8月3日には、ウランバートルから約100キロ離れた「13世紀村」で、「天と地に歌を捧げるコンサート」を開きました。そこは13世紀のモンゴル人の生活を再現したところで、まさに草原のど真ん中のステージ。こんな大平原で歌うのは初めてで、すごく感動しました。最初、近くにいたのは羊20頭ぐらいだったのに、歌っているとどんどん集まってきて、羊や馬、牛など数百頭が観客になってくれたんですよ。

そのとき、熊本応援ソング「Sweet Home Kumamoto」で「スイートホーム、くまもと〜」って歌っている最中に、この空は、ふるさとの熊本にも通じているんだなぁ、熊本の人、どうしているかなという気持ちになって、即興で「スイートホーム、頑張れ、くまもと」って歌いました。思わず「頑張れ」っていう言葉が出てきた。地球のどこにいても空は同じでしょう、ずっとつながっていますからね。

モンゴル「13世紀村」のステージ。モンゴルの楽団とのコラボレーションで14曲を熱唱した。
モンゴル「13世紀村」のステージ。大草原の中で14曲を熱唱した。
 

それと今年の7月には初めて「FUJI ROCK FESTIVAL」(フジロック)に出演したんですよ。かつてニューヨークでジャズを歌ったときはもう「ハーイ!」って感じだったのと同じように、フジロックでは「元気〜!」って。面白いですねえ。イントロで自分の性格が全部変わるんです。絵を描きますので、シチュエーションが映像になって頭に浮かび、ストーリーが頭の中で始まる。それをこの声で代弁しているんですね。だから、どこへ行っても、私はその映像を見ている立場だから全然問題ないんです。これは銀座のクラブで歌っていた時代の経験が大きいと思います。それまでは、自分の歌がどういう歌か分からなくてね。あるとき、女心を歌っていたら、お姉さんたちが泣きながら聴いているんですよ。あれっ?今の歌い方なのかなと思って。また違う歌でも同じ経験をして、あっ、これが歌心かと思いました。こうして培ったものですね、八代演歌というのは。

コンサートなどで私の歌を聴いた方から、「すごく励まされました。ありがとう」ってよく言われます。悲しい歌を、幸せな人が聴いたときには「何と不幸な人がたくさんいるんだろう、この幸せを大事にしなきゃ」と感じてもらえる。悲しい人が聴いたときには「自分より悲しい人がもっといる。じゃあ頑張れるじゃん」と思ってもらえる。どっちにしても私の歌を聴いて頑張ろうと。応援歌のようなものでしょうか。「ありがとう」と言われるのはとてもうれしいです。父は、いい歌を歌い、生き方を尊敬してもらえると、皆さんが必ず「ありがとう」って言ってくれるよ、とよく話していました。20代のころは分かりませんでした、その哲学が。でも今は、こういうことなんだなあと。

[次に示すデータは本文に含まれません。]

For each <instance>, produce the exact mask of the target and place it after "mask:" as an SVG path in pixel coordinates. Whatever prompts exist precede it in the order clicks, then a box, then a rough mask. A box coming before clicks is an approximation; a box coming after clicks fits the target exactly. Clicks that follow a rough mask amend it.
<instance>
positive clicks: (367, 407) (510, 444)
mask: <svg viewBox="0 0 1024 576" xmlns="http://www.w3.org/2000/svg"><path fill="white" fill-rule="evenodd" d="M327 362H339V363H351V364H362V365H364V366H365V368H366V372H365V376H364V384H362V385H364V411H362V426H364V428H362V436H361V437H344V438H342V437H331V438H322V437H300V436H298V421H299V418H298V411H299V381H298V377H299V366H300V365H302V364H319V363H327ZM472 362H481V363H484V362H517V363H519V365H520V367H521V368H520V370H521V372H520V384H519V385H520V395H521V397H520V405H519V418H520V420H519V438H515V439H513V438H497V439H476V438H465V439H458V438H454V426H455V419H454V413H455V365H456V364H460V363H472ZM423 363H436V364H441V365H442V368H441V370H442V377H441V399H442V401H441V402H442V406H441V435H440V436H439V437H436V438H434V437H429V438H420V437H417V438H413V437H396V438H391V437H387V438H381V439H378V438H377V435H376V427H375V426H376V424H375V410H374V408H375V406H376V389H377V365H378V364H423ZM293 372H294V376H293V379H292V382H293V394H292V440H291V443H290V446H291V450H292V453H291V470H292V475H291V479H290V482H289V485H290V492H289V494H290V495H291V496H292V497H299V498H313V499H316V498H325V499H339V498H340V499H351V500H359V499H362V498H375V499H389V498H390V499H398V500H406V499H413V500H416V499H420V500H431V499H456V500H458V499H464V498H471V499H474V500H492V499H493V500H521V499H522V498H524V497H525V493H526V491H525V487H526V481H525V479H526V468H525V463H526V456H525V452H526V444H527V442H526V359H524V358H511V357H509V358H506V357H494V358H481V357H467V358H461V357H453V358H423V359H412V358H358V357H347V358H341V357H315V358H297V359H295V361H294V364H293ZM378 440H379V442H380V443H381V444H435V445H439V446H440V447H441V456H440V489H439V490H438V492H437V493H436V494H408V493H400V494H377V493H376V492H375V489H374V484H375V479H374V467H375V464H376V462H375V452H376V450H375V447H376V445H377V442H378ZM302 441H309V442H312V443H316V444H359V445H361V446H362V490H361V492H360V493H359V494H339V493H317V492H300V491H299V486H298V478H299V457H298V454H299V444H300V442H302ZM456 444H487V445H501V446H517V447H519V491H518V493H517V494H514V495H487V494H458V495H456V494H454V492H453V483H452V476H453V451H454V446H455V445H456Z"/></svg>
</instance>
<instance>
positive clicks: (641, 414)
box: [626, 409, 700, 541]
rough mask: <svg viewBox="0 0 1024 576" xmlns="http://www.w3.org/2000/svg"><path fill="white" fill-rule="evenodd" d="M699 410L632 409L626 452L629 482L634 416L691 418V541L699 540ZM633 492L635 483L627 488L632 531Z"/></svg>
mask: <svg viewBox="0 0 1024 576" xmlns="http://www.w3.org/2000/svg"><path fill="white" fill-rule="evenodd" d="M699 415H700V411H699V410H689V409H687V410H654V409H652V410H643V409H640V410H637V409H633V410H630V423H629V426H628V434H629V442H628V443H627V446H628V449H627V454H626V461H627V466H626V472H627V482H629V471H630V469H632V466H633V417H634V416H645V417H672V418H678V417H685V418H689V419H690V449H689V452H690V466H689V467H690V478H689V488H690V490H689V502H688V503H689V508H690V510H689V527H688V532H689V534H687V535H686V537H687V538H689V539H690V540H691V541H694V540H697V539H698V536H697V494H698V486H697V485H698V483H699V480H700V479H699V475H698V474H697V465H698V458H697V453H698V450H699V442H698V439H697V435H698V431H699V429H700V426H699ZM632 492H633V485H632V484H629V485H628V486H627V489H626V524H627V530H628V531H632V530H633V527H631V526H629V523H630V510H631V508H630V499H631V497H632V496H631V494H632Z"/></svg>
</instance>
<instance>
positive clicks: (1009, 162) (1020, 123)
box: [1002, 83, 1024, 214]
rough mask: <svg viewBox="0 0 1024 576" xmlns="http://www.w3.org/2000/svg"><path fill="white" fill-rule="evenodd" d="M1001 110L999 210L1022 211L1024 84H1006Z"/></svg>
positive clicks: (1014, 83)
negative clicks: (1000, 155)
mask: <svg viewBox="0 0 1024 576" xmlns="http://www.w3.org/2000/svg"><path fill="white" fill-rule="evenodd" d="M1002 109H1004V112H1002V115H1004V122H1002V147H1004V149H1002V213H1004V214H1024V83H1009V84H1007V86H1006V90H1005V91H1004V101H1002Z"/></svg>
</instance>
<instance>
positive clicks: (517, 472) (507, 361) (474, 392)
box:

今回のようにモンゴルやロックフェスで歌うと、いろんなことにチャレンジしていると思われるかもしれません。でも、私にとってはチャレンジではないんです。どんな場所でも歌の心は一緒で通じていますから。これも父譲りの哲学ですね。魂というのは通じてるよって、父はいつも言っていました。ですから、今度はこっちだよって言われると、はい、と気負うことなくやっています。

今とても楽しみにしているのは東京オリンピック。私も日本のために、外国からいらっしゃる皆さんのために、何かお手伝いできればと思っています。